Ascot Announces Update on Final Option Payments on Premier and Dilworth
VANCOUVER, BRITISH COLUMBIA--(Marketwired - Jul 4, 2017) - Ascot Resources Ltd. (the "Company") (TSX
VENTURE:AOT) has now paid the final option payments in respect of the Premier and Dilworth properties on June 30, 2017. The final
payment of CDN$4,775,000 in respect of the Premier property option (the "Premier Payment") has been paid and
such payment has been placed in escrow and will be released to Boliden Limited ("Boliden"), subject to the
Company and Boliden entering into a definitive agreement and the satisfaction of all conditions to closing on the Premier
property and the Dilworth property.

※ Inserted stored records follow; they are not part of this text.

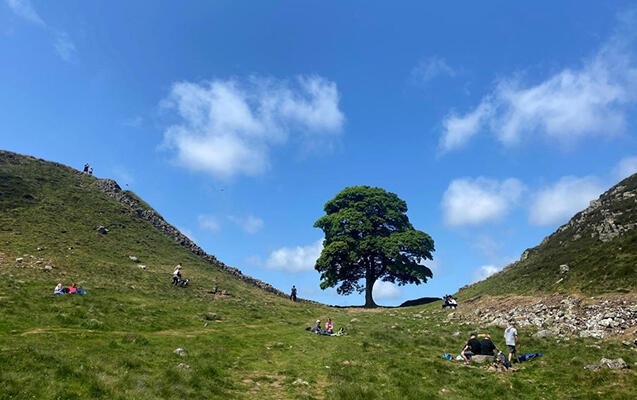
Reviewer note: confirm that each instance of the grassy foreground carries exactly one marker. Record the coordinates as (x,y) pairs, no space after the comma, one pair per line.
(119,341)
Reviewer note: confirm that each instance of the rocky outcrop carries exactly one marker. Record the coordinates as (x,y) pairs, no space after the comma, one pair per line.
(112,189)
(555,316)
(613,214)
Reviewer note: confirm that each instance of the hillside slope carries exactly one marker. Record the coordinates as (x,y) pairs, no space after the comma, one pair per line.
(594,253)
(134,336)
(61,210)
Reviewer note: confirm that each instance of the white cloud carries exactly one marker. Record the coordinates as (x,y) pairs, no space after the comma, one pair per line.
(228,128)
(571,104)
(459,129)
(558,203)
(431,68)
(209,223)
(295,259)
(484,272)
(24,9)
(487,246)
(474,202)
(385,290)
(626,167)
(250,224)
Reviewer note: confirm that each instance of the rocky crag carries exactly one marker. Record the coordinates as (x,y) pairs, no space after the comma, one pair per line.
(555,316)
(112,189)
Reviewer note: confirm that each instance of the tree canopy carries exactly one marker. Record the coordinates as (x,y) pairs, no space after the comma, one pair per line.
(368,237)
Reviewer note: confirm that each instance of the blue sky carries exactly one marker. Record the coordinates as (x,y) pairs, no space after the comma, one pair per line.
(238,120)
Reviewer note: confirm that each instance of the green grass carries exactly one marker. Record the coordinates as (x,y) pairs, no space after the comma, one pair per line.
(118,342)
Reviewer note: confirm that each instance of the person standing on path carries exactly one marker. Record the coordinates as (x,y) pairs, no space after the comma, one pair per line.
(511,339)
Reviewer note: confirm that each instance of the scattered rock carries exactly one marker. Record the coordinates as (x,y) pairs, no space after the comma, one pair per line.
(617,363)
(480,359)
(545,333)
(211,316)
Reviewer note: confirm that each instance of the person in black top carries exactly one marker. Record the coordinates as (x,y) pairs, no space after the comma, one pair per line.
(486,346)
(472,347)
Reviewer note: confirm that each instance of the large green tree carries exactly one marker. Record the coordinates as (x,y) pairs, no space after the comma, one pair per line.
(369,237)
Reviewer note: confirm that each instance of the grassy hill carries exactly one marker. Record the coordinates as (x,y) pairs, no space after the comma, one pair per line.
(594,253)
(119,341)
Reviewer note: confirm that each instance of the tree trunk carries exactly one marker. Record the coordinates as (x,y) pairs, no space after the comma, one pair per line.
(370,279)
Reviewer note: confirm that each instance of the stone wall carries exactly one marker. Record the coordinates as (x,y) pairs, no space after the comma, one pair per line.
(111,188)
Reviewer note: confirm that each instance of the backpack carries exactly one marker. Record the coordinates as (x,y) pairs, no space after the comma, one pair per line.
(502,359)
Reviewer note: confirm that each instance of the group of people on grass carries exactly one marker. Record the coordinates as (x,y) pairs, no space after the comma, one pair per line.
(486,347)
(73,289)
(450,302)
(329,328)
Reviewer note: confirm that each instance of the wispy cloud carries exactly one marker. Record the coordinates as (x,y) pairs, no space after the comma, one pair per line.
(559,202)
(431,68)
(626,167)
(385,290)
(62,43)
(474,202)
(484,272)
(571,104)
(249,224)
(209,223)
(228,127)
(24,9)
(295,259)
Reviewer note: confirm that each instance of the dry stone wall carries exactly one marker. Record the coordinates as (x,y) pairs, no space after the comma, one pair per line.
(112,189)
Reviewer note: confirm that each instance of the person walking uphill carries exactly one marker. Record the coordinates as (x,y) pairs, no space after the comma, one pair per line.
(511,339)
(177,275)
(471,348)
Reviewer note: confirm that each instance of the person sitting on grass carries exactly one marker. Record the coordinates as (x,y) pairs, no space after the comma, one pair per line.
(486,346)
(58,289)
(177,275)
(472,347)
(329,326)
(317,327)
(73,288)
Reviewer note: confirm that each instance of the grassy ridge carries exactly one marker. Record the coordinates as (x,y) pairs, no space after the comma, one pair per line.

The Company, Boliden and Rick Kasum have agreed to amend the Dilworth option agreement to
allow the Company to make a final payment of CDN$1,037,500 to Mr. Kasum and will now proceed with transferring title to Mr.
Kasum's portion of the Dilworth property to the Company. The final payment of CDN$1,037,500 in respect of Boliden's portion of
the Dilworth property has also been paid, such payment has been placed in escrow and will be released to Boliden concurrently
with the release of the Premier Payment.
For more information concerning the Company, please refer to the Company's profile on the SEDAR website at www.sedar.com.
ON BEHALF OF THE BOARD OF DIRECTORS OF
ASCOT RESOURCES LTD.
"John A Toffan", President and Director
Neither the TSX Venture Exchange nor its Regulation Service Provider (as the term is defined in the policies of the TSX
Venture Exchange) accepts responsibility for the adequacy of this release.
Cautionary Statement Regarding Forward-Looking Information
All statements, trend analysis and other information contained in this press release relative to markets about anticipated
future events or results constitute forward-looking statements. Forward-looking statements are often, but not always, identified
by the use of words such as "seek", "anticipate", "believe", "plan", "estimate", "expect" and "intend" and other similar
expressions. All statements, other than statements of historical fact, included herein, including, without limitation; statements
regarding the closing of the acquisitions of the Premier and Dilworth properties are forward-looking statements. Forward-looking
statements are subject to business and economic risks and uncertainties and other factors that could cause actual results of
operations to differ materially from those contained in the forward-looking statements. Important factors that could cause actual
results to differ materially from Ascot's expectations include the inability to satisfy the conditions to closing of the Premier
and Dilworth properties, including obtaining the required consents and permits necessary to own and operate the Premier property;
the need for cooperation of government agencies and native groups in the exploration and development of properties and the
issuance of required permits; and uncertainty as to timely availability of permits and other governmental approvals.
Forward-looking statements are based on estimates and opinions of management at the date the statements are made. Ascot does not
undertake any obligation to update forward-looking statements except as required by applicable securities laws. Investors should
not place undue reliance on forward-looking statements.